Senin, 28 November 2016, bertempat di Gedung Rumpun Ilmu Kesehatan UI Depok, diselenggarakan Public Lecture oleh Gabriel Culbert, Ph. D., R.N. dari University of Illinois at Chicago—College of Nursing. Kuliah umum tersebut dihadiri oleh mahasiswa Program Sarjana Angkatan 2015 FIK UI.
Didampingi oleh Manajer Kerjasama dan Hubungan Alumni FIK, Agung Waluyo, Ph.D., Gabriel menyampaikan materi dengan topik “HIV Medication Adherence Counseling.”
Dalam kesempatan tersebut, Gabriel menyampaikan hasil penelitiannya pada Orang Dengan HIV/ AIDS (ODHA) di beberapa Lembaga Pemasyarakatan (lapas) di Jakarta. Gabriel mengungkapkan bahwa HIV dapat dikendalikan jika si penderita mendapatkan perawatan. Perawatan yang dimaksud salah satunya adalah dengan mengonsumsi Antiretroviral (ARV), yaitu obat yang dapat menghentikan reproduksi HIV di dalam tubuh. Bila pengobatan tersebut bekerja secara efektif, maka kerusakan kekebalan tubuh dapat ditunda bertahun–tahun dan dalam rentang waktu yang cukup lama sehingga orang yang terinfeksi HIV dapat mencegah AIDS. Namun virus HIV masih ada di dalam tubuhnya dan tetap bisa menularkan pada orang lain.
“Taking ARV means you spend less time at the hospital and more at home,” ungkap Gabriel ketika menekankan pentingnya ARV bagi penderita HIV. Walaupun terlihat sehat, bukan berarti keadaan penderita HIV tidak akan memburuk. Tipe virus HIV ada banyak, jika sudah terinfeksi satu jenis, masih mungkin terinfeksi jenis yang lain. Karena itu, sangat penting bagi mereka untuk mengonsumsi ARV.
Meskipun demikian, mengonsumsi ARV bukanlah hal yang mudah bagi penderita HIV. Sebagian penderita HIV cenderung memiliki kekhawatiran untuk mengonsumsi ARV. Umumnya, mereka khawatir beratnya beradaptasi untuk mengonsumsi ARV setiap hari, anggapan keluarga dan orang terdekat, dan efek samping yang timbul. Dukungan serta motivasi keluarga dan orang terdekat, serta kesiapan penderita adalah aspek yang menentukan untuk memulai ARV.

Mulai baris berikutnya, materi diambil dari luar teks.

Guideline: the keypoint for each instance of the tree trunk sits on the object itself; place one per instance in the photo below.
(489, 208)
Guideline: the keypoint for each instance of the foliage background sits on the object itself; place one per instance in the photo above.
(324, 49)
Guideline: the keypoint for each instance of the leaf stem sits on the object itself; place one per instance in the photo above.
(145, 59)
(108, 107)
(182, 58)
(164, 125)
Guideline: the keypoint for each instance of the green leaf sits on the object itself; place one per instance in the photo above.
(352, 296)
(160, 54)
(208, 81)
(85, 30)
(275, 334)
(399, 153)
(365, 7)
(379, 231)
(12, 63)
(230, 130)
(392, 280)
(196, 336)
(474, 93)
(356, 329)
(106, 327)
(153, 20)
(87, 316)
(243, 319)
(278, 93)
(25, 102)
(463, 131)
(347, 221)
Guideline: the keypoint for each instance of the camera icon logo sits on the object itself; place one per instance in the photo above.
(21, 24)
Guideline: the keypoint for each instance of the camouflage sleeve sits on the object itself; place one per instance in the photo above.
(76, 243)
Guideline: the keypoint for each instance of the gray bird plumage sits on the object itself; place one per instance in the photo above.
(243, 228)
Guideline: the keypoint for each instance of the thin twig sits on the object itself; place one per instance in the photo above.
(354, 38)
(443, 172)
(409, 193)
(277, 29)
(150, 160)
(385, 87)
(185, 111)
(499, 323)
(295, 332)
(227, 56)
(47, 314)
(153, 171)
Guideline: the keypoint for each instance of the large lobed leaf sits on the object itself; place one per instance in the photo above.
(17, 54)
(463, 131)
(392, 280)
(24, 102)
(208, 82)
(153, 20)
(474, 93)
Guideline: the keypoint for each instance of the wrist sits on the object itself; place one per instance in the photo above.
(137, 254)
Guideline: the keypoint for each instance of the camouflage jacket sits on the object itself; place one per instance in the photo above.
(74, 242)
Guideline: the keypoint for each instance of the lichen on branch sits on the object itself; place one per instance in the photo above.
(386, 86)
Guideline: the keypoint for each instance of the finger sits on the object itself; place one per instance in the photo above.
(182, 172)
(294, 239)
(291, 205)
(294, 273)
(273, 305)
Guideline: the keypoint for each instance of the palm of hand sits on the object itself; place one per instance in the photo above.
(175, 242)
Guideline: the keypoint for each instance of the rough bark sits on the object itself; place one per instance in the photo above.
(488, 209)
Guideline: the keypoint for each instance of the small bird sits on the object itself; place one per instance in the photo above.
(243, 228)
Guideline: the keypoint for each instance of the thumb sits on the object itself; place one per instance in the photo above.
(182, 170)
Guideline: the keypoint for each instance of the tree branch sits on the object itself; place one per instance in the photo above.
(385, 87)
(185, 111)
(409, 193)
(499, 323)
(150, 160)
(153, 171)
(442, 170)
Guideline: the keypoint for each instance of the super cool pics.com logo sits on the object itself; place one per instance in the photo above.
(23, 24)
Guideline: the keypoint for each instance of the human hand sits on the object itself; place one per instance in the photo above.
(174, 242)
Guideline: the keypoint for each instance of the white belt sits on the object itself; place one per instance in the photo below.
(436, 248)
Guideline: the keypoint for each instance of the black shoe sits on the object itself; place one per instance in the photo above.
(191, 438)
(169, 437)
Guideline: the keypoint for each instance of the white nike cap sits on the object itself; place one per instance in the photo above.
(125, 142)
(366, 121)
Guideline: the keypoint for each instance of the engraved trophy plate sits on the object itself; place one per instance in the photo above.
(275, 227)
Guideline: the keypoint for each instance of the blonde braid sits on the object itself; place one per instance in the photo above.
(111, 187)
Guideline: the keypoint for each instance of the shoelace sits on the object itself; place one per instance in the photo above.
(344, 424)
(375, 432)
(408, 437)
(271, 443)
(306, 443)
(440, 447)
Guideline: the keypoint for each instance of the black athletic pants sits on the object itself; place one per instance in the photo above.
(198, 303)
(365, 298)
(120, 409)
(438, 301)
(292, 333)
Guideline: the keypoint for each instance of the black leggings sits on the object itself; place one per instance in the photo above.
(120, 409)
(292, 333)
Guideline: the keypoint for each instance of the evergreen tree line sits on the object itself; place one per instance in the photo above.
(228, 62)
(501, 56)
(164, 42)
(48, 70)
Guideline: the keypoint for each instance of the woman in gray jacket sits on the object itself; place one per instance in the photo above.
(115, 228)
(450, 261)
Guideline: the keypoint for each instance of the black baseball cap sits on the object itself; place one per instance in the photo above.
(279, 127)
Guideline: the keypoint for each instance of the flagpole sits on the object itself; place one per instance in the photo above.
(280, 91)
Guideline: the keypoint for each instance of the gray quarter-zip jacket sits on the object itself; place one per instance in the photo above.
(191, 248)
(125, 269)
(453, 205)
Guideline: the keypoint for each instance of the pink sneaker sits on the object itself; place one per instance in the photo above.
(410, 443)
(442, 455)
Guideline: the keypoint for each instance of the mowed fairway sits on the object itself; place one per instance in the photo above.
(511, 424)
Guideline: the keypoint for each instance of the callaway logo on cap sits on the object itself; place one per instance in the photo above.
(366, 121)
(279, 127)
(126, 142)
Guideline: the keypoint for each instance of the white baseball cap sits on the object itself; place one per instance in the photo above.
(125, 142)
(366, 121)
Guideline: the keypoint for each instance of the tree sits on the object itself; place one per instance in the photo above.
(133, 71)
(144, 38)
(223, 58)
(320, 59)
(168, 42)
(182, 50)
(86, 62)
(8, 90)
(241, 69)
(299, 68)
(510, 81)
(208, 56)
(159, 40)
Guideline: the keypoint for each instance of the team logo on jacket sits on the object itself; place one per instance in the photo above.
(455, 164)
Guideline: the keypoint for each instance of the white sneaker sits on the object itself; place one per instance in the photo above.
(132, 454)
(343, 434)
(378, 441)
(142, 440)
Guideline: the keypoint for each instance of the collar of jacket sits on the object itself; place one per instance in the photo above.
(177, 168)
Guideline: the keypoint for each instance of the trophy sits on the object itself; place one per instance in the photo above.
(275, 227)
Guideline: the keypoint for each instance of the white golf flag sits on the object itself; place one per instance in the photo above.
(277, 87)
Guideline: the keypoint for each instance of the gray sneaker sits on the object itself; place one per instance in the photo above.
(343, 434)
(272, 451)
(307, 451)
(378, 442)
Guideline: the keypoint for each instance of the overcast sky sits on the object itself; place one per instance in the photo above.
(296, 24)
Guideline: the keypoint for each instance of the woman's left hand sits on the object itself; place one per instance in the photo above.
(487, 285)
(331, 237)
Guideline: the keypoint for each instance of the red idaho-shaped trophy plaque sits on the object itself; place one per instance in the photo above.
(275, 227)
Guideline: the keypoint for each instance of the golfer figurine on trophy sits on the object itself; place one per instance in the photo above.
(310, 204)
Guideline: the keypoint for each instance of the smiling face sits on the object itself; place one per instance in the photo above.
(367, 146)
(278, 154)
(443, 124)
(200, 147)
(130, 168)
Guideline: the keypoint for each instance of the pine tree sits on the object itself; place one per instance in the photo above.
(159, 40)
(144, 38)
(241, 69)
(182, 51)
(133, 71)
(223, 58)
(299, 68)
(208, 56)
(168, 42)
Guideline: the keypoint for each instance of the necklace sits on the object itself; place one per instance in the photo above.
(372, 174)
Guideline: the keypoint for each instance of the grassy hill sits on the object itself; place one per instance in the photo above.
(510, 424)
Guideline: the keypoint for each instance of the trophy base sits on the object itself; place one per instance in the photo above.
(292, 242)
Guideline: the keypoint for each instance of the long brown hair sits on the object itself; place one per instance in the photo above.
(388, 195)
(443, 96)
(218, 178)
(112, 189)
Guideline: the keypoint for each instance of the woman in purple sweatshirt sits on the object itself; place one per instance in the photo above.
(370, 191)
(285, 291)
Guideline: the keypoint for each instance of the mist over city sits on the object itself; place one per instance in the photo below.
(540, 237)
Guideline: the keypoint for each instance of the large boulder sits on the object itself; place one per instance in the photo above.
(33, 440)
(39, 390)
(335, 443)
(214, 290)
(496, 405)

Selain menyampaikan mengenai pentingnya ARV bagi penderita HIV, Gabriel juga memberikan beberapa tips bagi perawat untuk berkomunikasi dengan para penderita HIV. Di Indonesia, kurangnya informasi yang dimiliki oleh mayoritas masyarakat Indonesia menyebabkan para penderita ODHA menerima stigma negatif yang berujung pada diskriminasi.
Tindakan diskriminasi dan stigmatisasi membuat orang enggan untuk melakukan tes HIV, enggan mengetahui hasil tes mereka, dan tidak berusaha untuk memperoleh perawatan yang semestinya serta cenderung menyembunyikan status penyakitnya. Di sinilah diperlukan komunikasi dan pendekatan yang baik dari seorang perawat, misalnya membiarkan pasien mengungkapkan isi hati dan kekhawatirannya tanpa disela, hindari penggunaan kata “mengapa” karena itu terkesan menuduh, dan jangan gunakan cara atau contoh yang negatif karena hal positif lebih menarik bagi pasien. “If you’re doing all the talking, you’re not doing your nursing assessment,” kata Gabriel.